PAC draft report raps UDC, ANDCO board
PROJECT manager for the controversial Sandals Whitehouse hotel, the state-run Urban Development Corporation (UDC), was not as proactive and assertive as it should have been and failed to ensure that its contractual obligations were honoured.
This was one of the conclusions reached in the draft report of Parliament’s Public Accounts Committee (PAC) after 23 meetings spanning September 2006 and April 2007, to determine who or what was responsible for the US$43-million cost overrun on the Westmoreland project.
The PAC draft report also rapped the board of directors of ANDCO, the joint venture company established to run the project, for its failure to be attentive in monitoring the project and the cost commitments made.
But despite the several months of probing, the committee has not made a final decision on recommendations regarding its findings on the contentious hotel and the quarrel among its three partners – the UDC, the National Investment Bank of Jamaica (NIBJ) and Gorstew, the holding company for Sandals.
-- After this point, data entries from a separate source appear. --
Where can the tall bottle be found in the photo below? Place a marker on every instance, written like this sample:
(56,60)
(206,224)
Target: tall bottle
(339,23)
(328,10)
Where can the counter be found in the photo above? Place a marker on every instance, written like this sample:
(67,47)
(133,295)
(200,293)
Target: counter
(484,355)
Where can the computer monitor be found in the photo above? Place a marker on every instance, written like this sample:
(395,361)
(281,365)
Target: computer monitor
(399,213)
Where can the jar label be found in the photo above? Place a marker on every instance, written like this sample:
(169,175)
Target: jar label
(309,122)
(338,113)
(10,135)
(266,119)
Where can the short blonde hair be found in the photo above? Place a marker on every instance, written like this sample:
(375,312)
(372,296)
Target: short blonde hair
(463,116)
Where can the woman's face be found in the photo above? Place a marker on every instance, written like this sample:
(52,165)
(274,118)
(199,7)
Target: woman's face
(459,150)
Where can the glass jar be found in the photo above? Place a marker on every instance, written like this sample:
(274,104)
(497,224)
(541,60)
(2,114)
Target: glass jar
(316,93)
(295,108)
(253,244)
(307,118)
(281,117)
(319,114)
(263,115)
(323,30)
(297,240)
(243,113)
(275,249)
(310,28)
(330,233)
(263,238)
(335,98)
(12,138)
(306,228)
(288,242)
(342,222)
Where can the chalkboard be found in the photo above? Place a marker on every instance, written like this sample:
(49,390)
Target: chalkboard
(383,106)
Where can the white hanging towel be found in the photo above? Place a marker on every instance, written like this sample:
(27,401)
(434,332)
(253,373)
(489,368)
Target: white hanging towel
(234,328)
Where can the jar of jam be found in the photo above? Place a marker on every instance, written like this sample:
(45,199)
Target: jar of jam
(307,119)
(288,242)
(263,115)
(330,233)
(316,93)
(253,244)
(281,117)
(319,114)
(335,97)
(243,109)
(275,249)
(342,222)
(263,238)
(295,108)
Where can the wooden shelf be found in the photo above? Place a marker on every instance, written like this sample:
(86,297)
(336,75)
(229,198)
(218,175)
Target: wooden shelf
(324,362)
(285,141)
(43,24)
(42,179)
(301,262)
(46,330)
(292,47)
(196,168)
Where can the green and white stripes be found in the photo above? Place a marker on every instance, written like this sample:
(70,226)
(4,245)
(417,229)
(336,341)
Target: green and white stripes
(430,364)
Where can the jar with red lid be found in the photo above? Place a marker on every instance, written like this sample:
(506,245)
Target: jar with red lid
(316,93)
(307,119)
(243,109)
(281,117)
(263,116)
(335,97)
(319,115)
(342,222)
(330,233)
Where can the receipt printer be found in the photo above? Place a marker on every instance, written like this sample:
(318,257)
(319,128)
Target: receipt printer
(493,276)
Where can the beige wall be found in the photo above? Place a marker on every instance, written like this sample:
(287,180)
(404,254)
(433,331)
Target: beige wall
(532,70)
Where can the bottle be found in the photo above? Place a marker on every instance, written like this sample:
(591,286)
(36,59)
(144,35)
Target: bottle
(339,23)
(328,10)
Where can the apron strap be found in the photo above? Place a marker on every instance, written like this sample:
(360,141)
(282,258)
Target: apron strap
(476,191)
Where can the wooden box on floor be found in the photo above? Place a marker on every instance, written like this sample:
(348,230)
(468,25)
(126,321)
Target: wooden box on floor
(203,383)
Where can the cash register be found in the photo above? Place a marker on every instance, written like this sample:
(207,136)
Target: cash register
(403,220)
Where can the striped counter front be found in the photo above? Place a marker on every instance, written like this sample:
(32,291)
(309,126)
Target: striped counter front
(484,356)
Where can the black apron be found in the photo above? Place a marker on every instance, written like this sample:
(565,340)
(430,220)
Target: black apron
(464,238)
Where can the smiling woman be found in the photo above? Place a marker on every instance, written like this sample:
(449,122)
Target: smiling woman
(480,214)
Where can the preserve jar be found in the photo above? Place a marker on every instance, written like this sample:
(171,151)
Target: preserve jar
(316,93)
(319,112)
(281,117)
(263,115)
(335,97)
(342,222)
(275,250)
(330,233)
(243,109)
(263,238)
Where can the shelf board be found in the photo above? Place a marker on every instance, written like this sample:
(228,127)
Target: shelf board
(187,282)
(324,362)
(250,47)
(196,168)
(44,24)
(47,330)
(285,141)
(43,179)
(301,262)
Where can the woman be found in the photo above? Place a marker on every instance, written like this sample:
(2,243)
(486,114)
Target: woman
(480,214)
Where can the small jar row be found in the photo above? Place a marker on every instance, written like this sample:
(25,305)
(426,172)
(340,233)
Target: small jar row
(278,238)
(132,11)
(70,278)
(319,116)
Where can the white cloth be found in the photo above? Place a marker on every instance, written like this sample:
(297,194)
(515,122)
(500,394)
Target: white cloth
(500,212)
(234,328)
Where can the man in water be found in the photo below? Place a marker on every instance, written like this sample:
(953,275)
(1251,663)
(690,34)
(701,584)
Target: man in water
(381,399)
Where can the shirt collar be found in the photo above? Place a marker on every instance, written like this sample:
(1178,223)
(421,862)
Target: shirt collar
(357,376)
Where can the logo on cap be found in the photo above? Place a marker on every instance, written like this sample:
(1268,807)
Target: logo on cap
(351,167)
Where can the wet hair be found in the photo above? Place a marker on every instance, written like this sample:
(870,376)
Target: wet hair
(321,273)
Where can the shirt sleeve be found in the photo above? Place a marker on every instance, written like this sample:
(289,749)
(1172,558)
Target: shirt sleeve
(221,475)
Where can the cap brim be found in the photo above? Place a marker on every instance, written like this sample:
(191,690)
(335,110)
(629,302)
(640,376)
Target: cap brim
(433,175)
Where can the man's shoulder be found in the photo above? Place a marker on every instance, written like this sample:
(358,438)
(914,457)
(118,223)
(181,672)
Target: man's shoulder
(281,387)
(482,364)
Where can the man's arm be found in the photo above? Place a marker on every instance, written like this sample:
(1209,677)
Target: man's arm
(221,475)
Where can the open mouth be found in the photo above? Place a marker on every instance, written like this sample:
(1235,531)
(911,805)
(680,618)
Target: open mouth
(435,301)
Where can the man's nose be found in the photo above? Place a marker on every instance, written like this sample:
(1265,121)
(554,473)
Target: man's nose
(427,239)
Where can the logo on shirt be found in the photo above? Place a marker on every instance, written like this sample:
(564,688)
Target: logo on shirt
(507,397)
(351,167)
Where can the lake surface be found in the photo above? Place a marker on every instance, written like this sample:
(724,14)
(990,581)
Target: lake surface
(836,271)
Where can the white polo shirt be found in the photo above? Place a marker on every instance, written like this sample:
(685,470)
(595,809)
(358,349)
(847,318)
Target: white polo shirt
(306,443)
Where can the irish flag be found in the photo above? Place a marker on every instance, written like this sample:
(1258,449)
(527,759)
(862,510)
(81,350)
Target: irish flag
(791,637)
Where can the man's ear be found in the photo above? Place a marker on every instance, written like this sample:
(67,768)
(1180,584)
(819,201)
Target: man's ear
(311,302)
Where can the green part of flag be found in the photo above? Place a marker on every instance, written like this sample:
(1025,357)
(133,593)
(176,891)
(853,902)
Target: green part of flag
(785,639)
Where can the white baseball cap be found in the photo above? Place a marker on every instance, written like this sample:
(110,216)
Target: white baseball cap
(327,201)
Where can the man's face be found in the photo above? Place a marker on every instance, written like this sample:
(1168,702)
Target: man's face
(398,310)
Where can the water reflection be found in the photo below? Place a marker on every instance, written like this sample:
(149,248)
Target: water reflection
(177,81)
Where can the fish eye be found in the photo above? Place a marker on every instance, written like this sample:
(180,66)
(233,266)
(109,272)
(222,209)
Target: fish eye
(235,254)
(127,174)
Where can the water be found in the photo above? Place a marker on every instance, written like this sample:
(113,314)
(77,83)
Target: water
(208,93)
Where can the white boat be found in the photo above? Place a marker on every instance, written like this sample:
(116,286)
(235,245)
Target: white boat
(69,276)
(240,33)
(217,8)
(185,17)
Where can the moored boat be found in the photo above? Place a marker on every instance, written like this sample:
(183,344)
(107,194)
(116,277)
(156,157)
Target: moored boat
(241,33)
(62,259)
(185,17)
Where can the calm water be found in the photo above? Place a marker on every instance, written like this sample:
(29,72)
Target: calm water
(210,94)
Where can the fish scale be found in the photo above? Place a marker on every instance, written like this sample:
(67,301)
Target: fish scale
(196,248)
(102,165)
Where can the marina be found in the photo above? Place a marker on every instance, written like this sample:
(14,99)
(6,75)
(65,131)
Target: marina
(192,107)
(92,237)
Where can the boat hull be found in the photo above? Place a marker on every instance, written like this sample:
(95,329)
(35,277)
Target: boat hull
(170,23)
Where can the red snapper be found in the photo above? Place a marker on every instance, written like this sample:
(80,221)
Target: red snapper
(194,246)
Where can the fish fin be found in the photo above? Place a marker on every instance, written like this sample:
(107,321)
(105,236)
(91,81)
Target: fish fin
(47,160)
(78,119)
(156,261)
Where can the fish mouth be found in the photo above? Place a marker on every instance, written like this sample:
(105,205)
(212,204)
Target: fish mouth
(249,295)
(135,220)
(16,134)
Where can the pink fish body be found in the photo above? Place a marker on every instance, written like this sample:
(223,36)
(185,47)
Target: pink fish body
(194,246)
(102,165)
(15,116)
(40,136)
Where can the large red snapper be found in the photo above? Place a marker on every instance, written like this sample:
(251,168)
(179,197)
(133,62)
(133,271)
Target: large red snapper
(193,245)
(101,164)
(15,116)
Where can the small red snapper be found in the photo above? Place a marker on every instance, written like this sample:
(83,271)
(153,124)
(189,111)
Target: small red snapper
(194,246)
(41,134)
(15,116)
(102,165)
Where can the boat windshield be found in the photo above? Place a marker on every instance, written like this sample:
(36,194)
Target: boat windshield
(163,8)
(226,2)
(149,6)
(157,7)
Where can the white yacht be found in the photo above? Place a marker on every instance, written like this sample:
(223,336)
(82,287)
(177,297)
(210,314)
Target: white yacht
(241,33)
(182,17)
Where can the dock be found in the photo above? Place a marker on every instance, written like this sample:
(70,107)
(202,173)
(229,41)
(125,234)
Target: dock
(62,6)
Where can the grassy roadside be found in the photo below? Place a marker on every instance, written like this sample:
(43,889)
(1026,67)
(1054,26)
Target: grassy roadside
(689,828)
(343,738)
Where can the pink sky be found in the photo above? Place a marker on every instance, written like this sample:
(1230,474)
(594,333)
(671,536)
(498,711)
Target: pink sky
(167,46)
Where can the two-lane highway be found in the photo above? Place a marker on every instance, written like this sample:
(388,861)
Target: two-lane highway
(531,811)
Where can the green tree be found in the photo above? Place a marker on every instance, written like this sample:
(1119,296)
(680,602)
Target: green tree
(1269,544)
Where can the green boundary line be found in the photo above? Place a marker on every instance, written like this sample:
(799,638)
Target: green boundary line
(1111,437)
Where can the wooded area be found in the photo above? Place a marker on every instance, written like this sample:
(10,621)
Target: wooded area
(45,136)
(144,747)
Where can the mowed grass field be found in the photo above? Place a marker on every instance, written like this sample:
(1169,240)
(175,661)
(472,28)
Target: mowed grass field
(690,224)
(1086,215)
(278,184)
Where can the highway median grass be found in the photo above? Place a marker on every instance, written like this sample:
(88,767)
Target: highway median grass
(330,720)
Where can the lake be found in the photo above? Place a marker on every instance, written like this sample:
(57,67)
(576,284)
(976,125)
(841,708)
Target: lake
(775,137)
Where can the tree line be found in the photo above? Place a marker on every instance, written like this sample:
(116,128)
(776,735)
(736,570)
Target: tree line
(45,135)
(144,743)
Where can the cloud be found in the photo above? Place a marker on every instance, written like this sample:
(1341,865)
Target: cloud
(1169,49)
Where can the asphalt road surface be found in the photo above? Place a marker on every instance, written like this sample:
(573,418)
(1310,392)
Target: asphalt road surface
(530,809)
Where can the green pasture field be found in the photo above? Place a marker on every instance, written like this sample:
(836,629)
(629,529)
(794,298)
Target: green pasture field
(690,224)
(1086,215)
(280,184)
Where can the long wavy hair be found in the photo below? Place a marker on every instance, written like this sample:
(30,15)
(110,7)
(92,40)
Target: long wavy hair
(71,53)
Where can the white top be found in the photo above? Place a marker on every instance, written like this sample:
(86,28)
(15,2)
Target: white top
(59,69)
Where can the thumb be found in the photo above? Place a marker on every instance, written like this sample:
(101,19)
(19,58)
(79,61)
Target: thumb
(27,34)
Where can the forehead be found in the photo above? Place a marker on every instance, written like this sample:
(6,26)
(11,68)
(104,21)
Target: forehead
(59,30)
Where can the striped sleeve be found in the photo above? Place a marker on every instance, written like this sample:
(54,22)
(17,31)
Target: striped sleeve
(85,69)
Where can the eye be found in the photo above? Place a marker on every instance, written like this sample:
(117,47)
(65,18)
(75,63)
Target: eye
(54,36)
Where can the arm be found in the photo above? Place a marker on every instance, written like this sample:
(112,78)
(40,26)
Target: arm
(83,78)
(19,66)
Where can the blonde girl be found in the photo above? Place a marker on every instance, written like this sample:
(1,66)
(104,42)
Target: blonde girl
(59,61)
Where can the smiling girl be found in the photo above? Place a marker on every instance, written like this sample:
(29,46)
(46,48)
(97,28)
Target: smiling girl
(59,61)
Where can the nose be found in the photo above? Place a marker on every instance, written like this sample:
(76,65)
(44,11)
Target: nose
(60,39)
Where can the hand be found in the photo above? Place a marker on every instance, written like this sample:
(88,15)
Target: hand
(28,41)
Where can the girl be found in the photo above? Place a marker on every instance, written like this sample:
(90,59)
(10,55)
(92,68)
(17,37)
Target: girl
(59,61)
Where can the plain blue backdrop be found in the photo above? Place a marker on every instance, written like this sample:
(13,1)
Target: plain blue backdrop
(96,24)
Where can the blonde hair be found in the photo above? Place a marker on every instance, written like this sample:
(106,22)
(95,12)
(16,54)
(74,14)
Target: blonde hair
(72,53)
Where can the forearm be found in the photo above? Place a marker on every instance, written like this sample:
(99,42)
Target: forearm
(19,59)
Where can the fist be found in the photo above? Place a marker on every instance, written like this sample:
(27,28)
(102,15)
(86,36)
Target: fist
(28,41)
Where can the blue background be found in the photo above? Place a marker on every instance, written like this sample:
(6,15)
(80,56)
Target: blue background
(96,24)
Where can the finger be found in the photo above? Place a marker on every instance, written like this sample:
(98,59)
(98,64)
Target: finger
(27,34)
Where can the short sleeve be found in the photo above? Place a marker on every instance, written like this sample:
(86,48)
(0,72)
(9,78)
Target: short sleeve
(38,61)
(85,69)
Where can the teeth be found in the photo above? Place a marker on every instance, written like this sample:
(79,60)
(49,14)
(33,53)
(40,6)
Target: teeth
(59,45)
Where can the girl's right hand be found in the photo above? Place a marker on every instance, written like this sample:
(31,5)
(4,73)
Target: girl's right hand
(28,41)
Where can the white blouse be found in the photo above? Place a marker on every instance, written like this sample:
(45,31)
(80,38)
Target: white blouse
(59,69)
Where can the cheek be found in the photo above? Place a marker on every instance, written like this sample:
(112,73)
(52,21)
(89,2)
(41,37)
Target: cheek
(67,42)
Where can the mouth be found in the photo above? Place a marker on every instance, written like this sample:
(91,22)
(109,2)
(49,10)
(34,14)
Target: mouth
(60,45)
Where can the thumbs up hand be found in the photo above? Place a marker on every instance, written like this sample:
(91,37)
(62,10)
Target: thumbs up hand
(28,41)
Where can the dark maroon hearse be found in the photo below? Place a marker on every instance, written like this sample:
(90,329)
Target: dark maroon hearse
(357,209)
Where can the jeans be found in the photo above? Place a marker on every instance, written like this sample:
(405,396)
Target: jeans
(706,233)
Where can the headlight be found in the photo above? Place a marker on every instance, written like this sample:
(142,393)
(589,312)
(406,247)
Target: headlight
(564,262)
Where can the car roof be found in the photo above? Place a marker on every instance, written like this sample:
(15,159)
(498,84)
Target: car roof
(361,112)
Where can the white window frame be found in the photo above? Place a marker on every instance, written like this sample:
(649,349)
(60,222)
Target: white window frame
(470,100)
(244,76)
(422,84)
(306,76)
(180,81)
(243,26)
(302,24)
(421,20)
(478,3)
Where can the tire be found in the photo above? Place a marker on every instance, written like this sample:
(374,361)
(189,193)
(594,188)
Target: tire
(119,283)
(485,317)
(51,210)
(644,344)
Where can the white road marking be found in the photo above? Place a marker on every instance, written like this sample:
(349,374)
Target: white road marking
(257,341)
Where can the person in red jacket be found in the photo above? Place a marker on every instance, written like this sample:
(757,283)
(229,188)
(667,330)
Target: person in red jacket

After meeting yesterday to consider the third draft of its report, committee members were still undecided on a final position on several of the conclusions in the draft document.
Government member John Junor, in querying the overruns on the project, argued that it would be instructive for the committee to note that there was a difference between ‘increased costs’ and ‘cost overrun’ since there had been a US$20 million provisional sum which would accommodate variations in cost.
However, Auditor General Adrian Strachan said he considered the US$43 million sum being quoted as the overrun amount.
“I would consider it to be the US$43 million because although they started at US$60 million, the board agreed on US$70 million, we believe the difference properly represents an overrun in terms of what planning envisaged at the outset.
There are a host of reasons for the overrun and what is important to me is not that you don’t call it an overrun but rather that you indicate clearly what are the factors that contributed to the overrun,” Strachan told the committee.
There was enough information, he said, to bring the matter to a close.
Junor also suggested that in future arrangements the legal instruments guiding projects should be vetted to ensure that there was no potential for conflict.
He argued that there was ‘dissonance’ in the arrangements under the heads of agreement signed by the partners which allegedly gave Gorstew an unfair advantage.
The committee meets again next Tuesday to complete its perusal of the draft report.